Some states are experimenting with broad-based gender quotas for public sector employment (e.g. Rajasthan introduced a 30% reservation for women in government jobs in 2010 including a 5% reservation for widows) and other states have targeted quotas in specific sectors (e.g. police in Gujarat). However, more attention needs to be given to monitoring of whether these quotas are filled and necessary complementary policies to skill women in required fields.
Further, a survey of vocational trainees in 2016 founds that female quotas in training and jobs can act as ceilings to FLFP in some cases, indicating the policy may not reduce bias long-term (Artiz Prillaman et al., 2017).
Redesigning policy strategy
Increase social programs that target individuals rather than households, and ensure effective implementation.
The social causes of gender discrimination are insidious.
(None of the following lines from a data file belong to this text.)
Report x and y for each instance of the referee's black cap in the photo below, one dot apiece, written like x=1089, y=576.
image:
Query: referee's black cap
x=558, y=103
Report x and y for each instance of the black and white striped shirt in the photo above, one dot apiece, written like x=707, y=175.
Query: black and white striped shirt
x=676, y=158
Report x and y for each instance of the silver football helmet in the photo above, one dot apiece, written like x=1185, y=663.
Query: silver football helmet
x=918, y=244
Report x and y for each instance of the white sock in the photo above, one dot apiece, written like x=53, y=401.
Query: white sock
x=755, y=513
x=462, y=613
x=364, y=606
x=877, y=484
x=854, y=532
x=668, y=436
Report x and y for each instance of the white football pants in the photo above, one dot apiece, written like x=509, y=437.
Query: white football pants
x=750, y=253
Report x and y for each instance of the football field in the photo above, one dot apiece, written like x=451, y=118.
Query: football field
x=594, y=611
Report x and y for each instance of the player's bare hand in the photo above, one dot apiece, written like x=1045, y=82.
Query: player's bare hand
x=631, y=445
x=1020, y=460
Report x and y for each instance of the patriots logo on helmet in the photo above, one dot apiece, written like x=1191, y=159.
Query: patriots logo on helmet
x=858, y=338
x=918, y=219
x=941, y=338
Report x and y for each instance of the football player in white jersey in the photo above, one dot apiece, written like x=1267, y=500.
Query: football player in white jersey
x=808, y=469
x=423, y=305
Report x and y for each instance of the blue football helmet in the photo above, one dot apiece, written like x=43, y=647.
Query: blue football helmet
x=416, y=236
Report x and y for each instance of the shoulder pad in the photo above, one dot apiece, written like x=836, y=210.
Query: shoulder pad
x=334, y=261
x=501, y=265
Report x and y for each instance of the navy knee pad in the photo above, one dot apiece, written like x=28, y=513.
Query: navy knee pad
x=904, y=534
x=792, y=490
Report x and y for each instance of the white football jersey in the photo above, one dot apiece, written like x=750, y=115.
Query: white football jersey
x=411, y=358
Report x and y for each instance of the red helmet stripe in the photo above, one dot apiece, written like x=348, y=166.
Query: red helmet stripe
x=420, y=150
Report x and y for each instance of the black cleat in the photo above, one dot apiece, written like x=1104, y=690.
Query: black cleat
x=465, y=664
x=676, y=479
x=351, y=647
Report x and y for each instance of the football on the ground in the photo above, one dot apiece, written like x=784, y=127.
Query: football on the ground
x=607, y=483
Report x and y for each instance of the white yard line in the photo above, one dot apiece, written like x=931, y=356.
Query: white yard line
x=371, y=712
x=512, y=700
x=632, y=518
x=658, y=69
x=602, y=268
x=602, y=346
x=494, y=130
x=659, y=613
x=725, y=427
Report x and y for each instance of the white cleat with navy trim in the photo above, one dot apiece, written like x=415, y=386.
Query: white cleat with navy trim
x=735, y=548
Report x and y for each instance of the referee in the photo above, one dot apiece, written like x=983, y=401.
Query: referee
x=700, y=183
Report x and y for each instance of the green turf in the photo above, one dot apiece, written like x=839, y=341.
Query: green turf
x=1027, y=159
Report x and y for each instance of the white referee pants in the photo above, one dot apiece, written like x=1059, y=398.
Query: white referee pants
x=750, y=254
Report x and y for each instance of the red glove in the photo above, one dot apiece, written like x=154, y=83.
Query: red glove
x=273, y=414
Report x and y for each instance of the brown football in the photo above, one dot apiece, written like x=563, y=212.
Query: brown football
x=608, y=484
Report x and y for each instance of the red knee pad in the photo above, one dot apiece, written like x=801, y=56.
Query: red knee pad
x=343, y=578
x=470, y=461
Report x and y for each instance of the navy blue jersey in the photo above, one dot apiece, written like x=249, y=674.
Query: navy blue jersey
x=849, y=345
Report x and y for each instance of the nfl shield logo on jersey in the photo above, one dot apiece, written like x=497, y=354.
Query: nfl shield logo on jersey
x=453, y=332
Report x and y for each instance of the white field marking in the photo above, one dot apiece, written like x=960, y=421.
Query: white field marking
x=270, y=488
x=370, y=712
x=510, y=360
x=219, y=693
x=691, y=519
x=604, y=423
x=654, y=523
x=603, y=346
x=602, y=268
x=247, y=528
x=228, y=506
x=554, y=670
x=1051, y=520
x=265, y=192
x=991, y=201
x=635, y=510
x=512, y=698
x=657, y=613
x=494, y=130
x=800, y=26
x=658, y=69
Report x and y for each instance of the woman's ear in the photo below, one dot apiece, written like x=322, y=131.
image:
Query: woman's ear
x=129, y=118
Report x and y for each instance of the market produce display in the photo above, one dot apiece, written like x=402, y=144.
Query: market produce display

The most challenging include the stigma against women working (particularly when married and/or with children) and migrating (except for marriage). A woman working outside the home drains household status in an extremely patriarchal society (Bernhardt et al., 2018).
In patriarchal societies, household work is deemed the domain of women. This affects women throughout their lives - as daughters and eventually as wives. Unsurprisingly, marriage and having children is particularly highly correlated with women leaving the workforce (Jayachandran, 2015). Changing norms thus requires intervening within the household.
Direct benefit transfers are an increasingly important part of India’s social sector infrastructure. However, discussion of conditional cash transfers and, specifically, whether transfers should be targeted to specific individuals within the household is relatively limited.
Relatedly, better access to earnings for women is key to ensure their labour decisions, and the economic power that comes with working, are their own. [FBA study]
Generally, improved social safety facilities could help reduce reliance on informal social networks and accountability to peers’ norms.
The general lesson for policy? Consideration of norms (both gender, caste and others) and offsetting these should be an indispensable component of all other policies (e.g. labour, healthcare, investment).
Policies to increase FLFP are often considered separately from those of job creation and skilling.
This can mean FLFP programs fail to level the playing field. For example, skilling programs in India are usually blind to the different safety and mobility concerns of men and women. Gender quotas in programs like this are valuable, but likely to fail if the program does not account for gender-based labor market barriers (Artiz Prillaman et al., 2017).